The benefits that come from agility applied to demand management support the entire downstream of work and prioritization. This ensures faster delivery and means the most innovative products and services go to market.
Demand management isn’t typically the most optimized process and can certainly slow down an organization if it’s not well established and agreed upon. According to consulting firm The Hackett Group:
“IT leaders are challenged to assess and vet, prioritize, and schedule projects at the front end of the portfolio funnel. While some have a strong vetting process, the reality is most IT organizations can’t say no to project requests, which perpetuates a cycle of overwhelming demand and under-performing delivery.”
Project portfolio management’s demand management solutions can enable users to request new projects and manage any changes in project status that could impact workload. These tools capture demand and capacity constraints to ensure that a company’s people and resources are working on things that matter most by aligning to corporate goals and objectives.
Demand management gives managers a better handle on the pipeline of work by capturing requests and new demand intake directly into a centralized location. By scoring and analyzing the value of requests with what-if-scenarios, they can prioritize, approve, and schedule work that aligns with strategic goals.
Real-World Demand Management
A company that develops, manufactures and sells optical lenses had inaccurate portfolio planning and a lack of visibility into resources. Typically, the PMO manages a $20 million portfolio of programs and projects as well as another $10 million in unplanned projects. This inevitably disrupts resource balance and portfolio planning.
The company was using spreadsheets to manage 150 team members and all of their projects, along with a homegrown project management tool that was labor-intensive and lacked integral functionality. Project managers often couldn’t consider assigning and working on innovative new projects because the resources didn’t exist to support them.
By deploying a solution that supports demand management, the company realized benefits including:
- Immediate visibility into resource capacity, project demand, and project status
- Ability to perform “what-if” scenarios, particularly with unplanned projects
- Elimination of subjective reporting and error-prone spreadsheets
Use Resource Management and Capability Planning to Optimize Work Delivery with the Right People
When juggling multiple projects that require specific expertise and experience, organizations benefit from having the ability to track employees’ skills and capacities and apply that information to project timelines and budgets.

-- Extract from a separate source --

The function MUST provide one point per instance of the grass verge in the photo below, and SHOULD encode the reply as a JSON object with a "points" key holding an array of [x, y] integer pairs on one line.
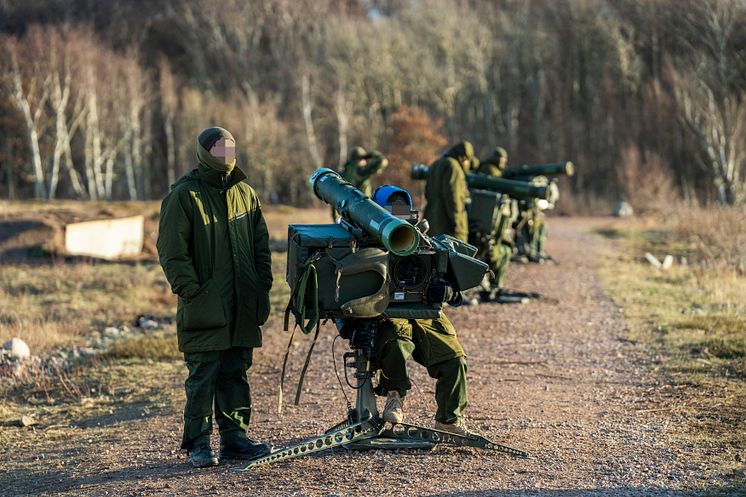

Leveraging the key elements of project portfolio management will help ensure that the right people are working on the right work at the right time.
As Gartner has noted, organizations are faced with issues such as how to manage:
- Ever-increasing demand for new, and often dissimilar, investments with finite resources
- Teams pulled in multiple directions by a rapidly changing technology landscape
- Portfolios with different administrative methods and investment types
The best project portfolio management solutions should be dynamic and flexible to take into consideration the new ways that work is being done across the organization as well as how teams, departments, and roles are organized. To accelerate delivery, an enterprise-wide shift is happening within companies around how they view people and resources, from traditional project-based teams toward embracing dedicated teams, or even hybrid models with dynamic teams. Resource managers need to be able to forecast easily and accurately with insight into the work that needs to be done.
Capacity planning is a capability within project portfolio management that goes hand-in-hand with knowing what resources will be needed in the future and planning accordingly. It lets managers know where resources are likely to be over-or under-allocated.
In any fast-moving organization, there is a constant demand and new requests can create sudden influxes of work. Sometimes projects and initiatives are spun up quickly without regard for other activities underway or whether there are enough people to handle the work. No one is focused on whether the work will deliver to and align with company strategy.
As a result, work in the pipeline may fall behind schedule and market opportunities might be missed, with negative outcomes like:
- Customers and the market not getting what they want
- Frustration on the part of business leadership
- Team members left feeling overworked and without a sense of direction
Some project portfolio management solutions can forecast potential skill shortages, enabling managers to take necessary action proactively. Automated resource optimization algorithms can help create what-if scenarios for managers to compare options that will deliver the best-optimized plan for work and resources, combined.
Real-World Resource Management and Capacity Planning
A health insurer was dealing with a lack of visibility around resource availability or what project teams were working on – where they were spending time and why. Team members were assigned to projects haphazardly without regard to how much work they could reasonably accomplish or how delays were affecting estimates.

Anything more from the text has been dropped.